Nostalgie

Les conserves sont terminées, les pots de confitures bien rangés. J'ai récolté ce matin les derniers haricots verts et les premières citrouilles sont bonnes à ramasser. C'est la fin de l'été. Encore un peu glaner quelques jours de liberté. Profiter des derniers instants apaisés, où réunis tous ensemble, nous allons pouvoir deviser. Demain les enfants s'en reviennent. Puis pour eux, ce sera la rentrée. Chacun dans ses occupations retrouvera son quartier. Cette année pour la première fois ils ont pris leurs ailes et volé vers d'autres contrées. Nous n'avons pas partagé autant de joies que les autres années, ni les plages, ni les coins de verdure que je leur destinais. Mes coins de montagne éloignés, nous ne les avons pas ensemble explorés. Combien me faudra-t-il attendre encore avant de retrouver cet  espace de belle complicité ? 
Je me souviens du temps où encore enfants, avec eux nous allions préparer la rentrée des classes. Les ardoises et les cartables, les habits chauds pour l'hiver et s'inscrire à quelques activités. Je me souviens combien il fallait aussi s'activer pour faire rentrer dans la journée tout ce qui devait être fait.
Quand ils étaient petits, il fallait bien calculer son temps afin de tout boucler. Et puis ils ont grandis, ce fut le collège avec ses exigences, ses difficultés. Les maths en particulier ! combien de crises passées sur un problème que la logique enfantine ne pouvait appréhender.  Combien  encore de colères pour un devoir non fait. Quand vint le temps du lycée, ce fut pour le grand, le temps du premier exil. Je me souviens de notre première vraie séparation. J'avais dû le rassurer sur son nouveau statut de pensionnaire, moi qui avais tant souffert du mien, quand c'était mon tour de quitter le foyer !  Je me souviens combien j'aimais nos discussions, dans la voiture, tout le long du trajet, combien j'étais meurtrie quand je repartais après l'avoir laissé, si seule, tellement désemparée. La même solitude que celle éprouvée quand mon père me quittait le dimanche soir au dortoir des petits exilés, dans ce pensionnat de campagne où la directrice, une femme névrosée allait s'acharner sur nous et nous infliger les pires humiliations qu'un enfant ait à supporter... 

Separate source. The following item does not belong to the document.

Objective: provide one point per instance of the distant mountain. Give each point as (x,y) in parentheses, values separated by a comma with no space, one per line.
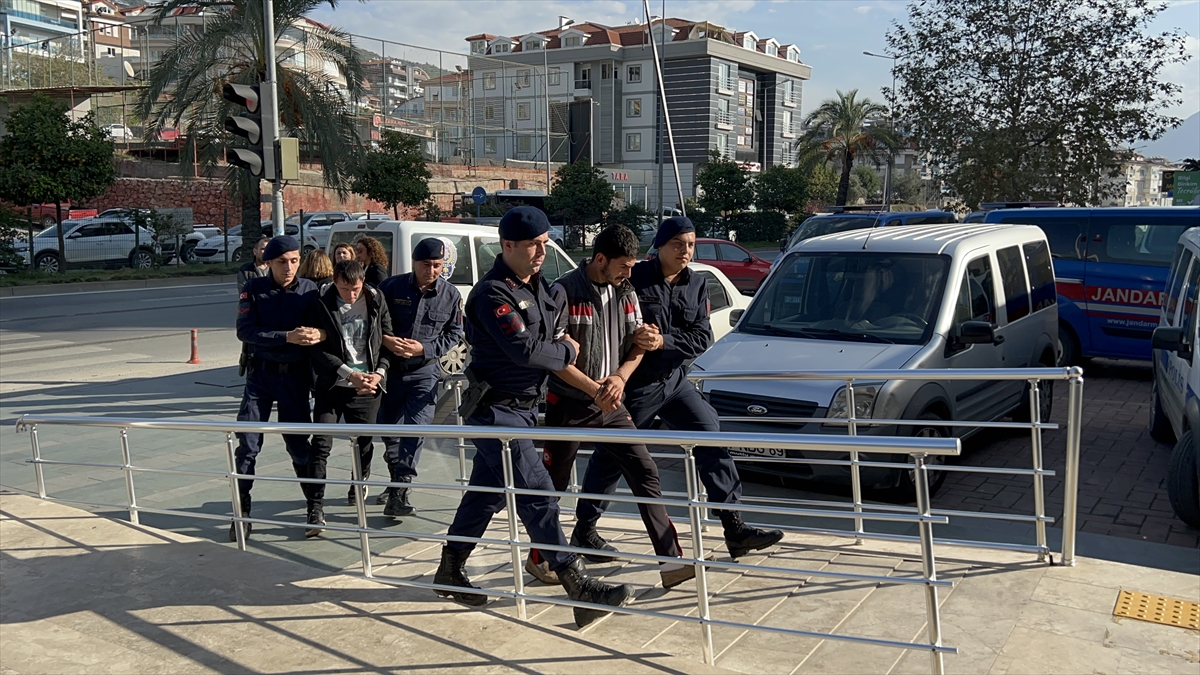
(1177,144)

Aujourd'hui les jours sont trop longs. Il me manque à moi quelques tâches pour finir la journée. Oh je pourrais bien m'occuper à faire du ménage, ranger les objets qui ne serviront plus avant une bonne année. Il y a bien encore assez de choses que j'ai négligées. 

Mais ne vous en déplaise, laissons tout ça de côté. Aujourd'hui j'ai envie de voir ceux que j'aime, le leur dire, vivre avec eux encore plein de belles journées. Quand demain ils seront arrivés, je les questionnerai sur leur séjour, sur leurs activités. Je prendrai des nouvelles des gens qu'ils ont croisés. Ils me montreront leurs photos et nous nous extasierons sur leur beauté. Nous choisirons les plus belles et peut être nous ferons un album qu'on aura plaisir à regarder. Ils me parleront  de la mer, des balades que je n'ai pas encore faites et aussi de celles que je connais. Nous partagerons ensemble ce temps qui m'a manqué. Je ne leur dirais pas combien  je suis contente qu'ils aient pu réaliser ensemble quelques projets, ni si la séparation, quoique nécessaire, m'a un peu désorientée.   Mais celle là ne fut rien, je ressens déjà la déchirure qui dimanche après le repas de midi me sera infligée. Je ressens déjà monter en moi l'angoisse d'attendre le coup de fil qui me dira "je suis bien arrivé". Alors en attendant, je vais imaginer pour eux, le plus beau des étés.

2 commentaires:

  1. Voir les enfants grandir, c'est aussi se voir vieillir.
    Voir les enfants partir, c'est aussi se voir seule face à soi.
    Il y aura encore d'autres souvenirs à créé, et encore d'autres nostalgies à ressentir...
    Mais en attendant, comme tu dis... C'est le présent qui compte pour vivre et savourer les moments passés avec eux...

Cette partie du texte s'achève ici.